Here is an adapter implementation for Isolation Forest, a popular one-class tree-based ensemble for anomaly detection. The implementation is based on the general PyODAdapter class:

class IsolationForestAdapter(PyODAdapter):
    def __init__(self, **kwargs):
        super().__init__(model_name="IsolationForest", model=IForest(**kwargs))

Isolation Forest [1] uses a group of tree-based models and calculates an isolation score for every data instance.
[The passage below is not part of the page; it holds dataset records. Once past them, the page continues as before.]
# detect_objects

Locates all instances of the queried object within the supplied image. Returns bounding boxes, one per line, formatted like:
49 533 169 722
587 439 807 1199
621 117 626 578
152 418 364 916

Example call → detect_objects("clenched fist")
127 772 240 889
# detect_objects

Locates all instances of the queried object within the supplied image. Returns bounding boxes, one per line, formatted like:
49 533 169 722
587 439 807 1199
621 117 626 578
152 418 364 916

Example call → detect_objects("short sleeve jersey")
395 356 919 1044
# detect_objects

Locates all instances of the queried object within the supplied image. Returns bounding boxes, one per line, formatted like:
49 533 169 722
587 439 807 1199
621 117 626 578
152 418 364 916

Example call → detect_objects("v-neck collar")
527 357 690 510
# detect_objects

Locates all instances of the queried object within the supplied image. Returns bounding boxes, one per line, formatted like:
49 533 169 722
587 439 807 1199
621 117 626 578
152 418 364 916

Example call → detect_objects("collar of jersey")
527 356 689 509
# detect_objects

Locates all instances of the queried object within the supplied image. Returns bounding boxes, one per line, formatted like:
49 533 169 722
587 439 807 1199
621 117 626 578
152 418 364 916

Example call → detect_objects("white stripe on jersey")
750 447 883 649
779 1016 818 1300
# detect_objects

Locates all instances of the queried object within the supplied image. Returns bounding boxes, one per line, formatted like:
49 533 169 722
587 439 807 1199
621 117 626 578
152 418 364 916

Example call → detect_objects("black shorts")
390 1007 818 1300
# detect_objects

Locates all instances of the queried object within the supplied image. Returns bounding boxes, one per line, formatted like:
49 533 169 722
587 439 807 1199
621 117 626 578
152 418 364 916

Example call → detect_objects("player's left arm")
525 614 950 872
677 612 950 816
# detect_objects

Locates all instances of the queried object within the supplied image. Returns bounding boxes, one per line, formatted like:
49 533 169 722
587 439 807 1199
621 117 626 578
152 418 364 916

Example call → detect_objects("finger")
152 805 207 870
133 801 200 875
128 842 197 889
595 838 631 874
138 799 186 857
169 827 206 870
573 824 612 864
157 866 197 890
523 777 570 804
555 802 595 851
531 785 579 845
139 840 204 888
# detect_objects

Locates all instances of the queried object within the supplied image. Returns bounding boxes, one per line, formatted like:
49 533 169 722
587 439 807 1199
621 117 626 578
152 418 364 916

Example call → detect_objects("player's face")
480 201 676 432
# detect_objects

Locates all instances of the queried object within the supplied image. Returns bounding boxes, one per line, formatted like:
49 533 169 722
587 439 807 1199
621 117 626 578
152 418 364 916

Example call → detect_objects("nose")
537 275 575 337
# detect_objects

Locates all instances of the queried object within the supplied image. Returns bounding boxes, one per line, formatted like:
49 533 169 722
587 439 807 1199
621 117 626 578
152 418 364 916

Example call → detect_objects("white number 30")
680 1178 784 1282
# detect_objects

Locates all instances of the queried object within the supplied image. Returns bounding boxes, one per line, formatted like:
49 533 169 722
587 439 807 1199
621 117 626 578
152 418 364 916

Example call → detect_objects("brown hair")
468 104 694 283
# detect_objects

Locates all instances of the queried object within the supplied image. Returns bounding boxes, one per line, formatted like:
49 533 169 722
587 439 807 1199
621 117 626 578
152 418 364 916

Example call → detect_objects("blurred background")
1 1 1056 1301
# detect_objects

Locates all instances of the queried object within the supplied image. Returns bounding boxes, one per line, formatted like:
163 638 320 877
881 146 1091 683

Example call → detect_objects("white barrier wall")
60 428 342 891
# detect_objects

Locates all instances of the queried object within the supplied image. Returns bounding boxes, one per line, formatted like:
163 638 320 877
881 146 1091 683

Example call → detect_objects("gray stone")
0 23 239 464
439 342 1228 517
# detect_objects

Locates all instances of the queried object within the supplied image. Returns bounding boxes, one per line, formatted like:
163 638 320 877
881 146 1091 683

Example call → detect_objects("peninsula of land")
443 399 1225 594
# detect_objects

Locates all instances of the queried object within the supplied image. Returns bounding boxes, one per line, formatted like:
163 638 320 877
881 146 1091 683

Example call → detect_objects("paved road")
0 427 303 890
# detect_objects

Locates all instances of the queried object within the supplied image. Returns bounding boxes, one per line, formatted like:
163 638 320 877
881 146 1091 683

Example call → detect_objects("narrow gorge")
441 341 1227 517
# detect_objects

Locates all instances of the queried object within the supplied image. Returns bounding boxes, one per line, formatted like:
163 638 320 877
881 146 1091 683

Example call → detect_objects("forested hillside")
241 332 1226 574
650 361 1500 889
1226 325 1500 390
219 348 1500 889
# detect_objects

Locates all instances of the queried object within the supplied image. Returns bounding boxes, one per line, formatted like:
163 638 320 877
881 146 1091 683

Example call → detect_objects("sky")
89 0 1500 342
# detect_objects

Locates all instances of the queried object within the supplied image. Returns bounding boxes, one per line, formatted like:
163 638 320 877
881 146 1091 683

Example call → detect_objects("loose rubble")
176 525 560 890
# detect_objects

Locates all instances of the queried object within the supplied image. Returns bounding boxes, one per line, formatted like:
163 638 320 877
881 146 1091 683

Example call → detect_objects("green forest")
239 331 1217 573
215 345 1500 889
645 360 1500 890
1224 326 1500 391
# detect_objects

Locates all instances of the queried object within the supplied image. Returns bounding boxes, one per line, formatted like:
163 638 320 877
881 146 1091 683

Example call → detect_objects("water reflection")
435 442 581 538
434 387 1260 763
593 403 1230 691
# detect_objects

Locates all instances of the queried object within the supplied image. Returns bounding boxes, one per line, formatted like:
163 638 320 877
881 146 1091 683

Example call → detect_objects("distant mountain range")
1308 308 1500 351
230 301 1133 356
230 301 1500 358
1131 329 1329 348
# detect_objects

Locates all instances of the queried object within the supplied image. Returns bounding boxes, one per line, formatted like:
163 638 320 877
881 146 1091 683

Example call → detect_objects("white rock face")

The average distance from the tree's root to the leaf (data instance), i.e., the number of partitions required to reach the instance, is used to compute the anomaly score.

Considering that more noticeable variations in values correspond to shorter paths in the tree, this information is used to detect anomalies from normal instances.

In custom scenarios, the fit method can entail any arbitrarily complex model training approach, whereas predict could implement a post-processing logic (e.g. from continuous raw scores to binary class outcome, or class label conversion), as done in the example.

Using a similar approach, additional PyOD models can be easily supported. For instance, Local Outlier Factor (LOF) [2]:

class LocalOutlierFactorAdapter(PyODAdapter):
    def __init__(self, **kwargs):
        super().__init__(model_name="LOF", model=LOF(novelty=True, **kwargs))

References

[1] Liu, F. T., Ting, K. M., & Zhou, Z. H. (2008, December). Isolation forest. In 2008 Eighth IEEE International Conference on Data Mining (pp. 413-422). IEEE.

[2] Breunig, M. M., Kriegel, H. P., Ng, R. T., & Sander, J. (2000, May). LOF: identifying density-based local outliers. In Proceedings of the 2000 ACM SIGMOD international conference on Management of data (pp. 93-104).